Bij het opleggen van de aanslag IB/PVV 2016 is de inspecteur afgeweken van de aangifte en heeft hij, voor wat betreft de uitgaven voor het monumentenpand, alleen het bedrag van € 390 aan legeskosten in aftrek toegestaan.
Bij uitspraak op bezwaar heeft de inspecteur het bezwaar van belanghebbende ongegrond verklaard en de aanslag gehandhaafd.
De rechtbank heeft de inspecteur veroordeeld tot vergoeding van immateriële schade tot een bedrag van € 1.000 en in de proceskosten tot een bedrag van € 748, bestaande uit 1 punt voor het indienen van het beroepschrift en 1 punt voor het verschijnen ter zitting, met een waarde per punt van € 748 en een wegingsfactor 0,5 voor het gewicht van de zaak.
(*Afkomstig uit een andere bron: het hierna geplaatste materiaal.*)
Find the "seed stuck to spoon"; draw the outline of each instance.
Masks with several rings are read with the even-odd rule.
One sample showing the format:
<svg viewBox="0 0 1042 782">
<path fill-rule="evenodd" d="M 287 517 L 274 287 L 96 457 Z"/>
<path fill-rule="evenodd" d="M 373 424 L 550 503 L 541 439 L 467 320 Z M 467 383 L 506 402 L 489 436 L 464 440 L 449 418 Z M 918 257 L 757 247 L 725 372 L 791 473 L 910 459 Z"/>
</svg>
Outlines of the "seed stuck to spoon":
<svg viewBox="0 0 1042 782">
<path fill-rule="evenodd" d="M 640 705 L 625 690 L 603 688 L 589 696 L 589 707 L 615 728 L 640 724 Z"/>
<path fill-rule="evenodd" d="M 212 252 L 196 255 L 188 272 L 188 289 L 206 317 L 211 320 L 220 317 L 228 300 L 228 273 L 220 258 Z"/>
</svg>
3 Geschil en conclusies van partijen
Het geschil betreft het antwoord op de volgende vragen:
-
Heeft belanghebbende recht op een hogere persoonsgebonden aftrek?
-
Heeft de inspecteur het inkomen uit sparen en beleggen te hoog vastgesteld?
-
Heeft de rechtbank een te lage proceskostenvergoeding vastgesteld?
Belanghebbende concludeert tot vermindering van de aanslag en tot toekenning van een hogere proceskostenvergoeding. De inspecteur concludeert ook tot toekenning van een hogere proceskostenvergoeding en verder tot bevestiging van de uitspraak van de rechtbank.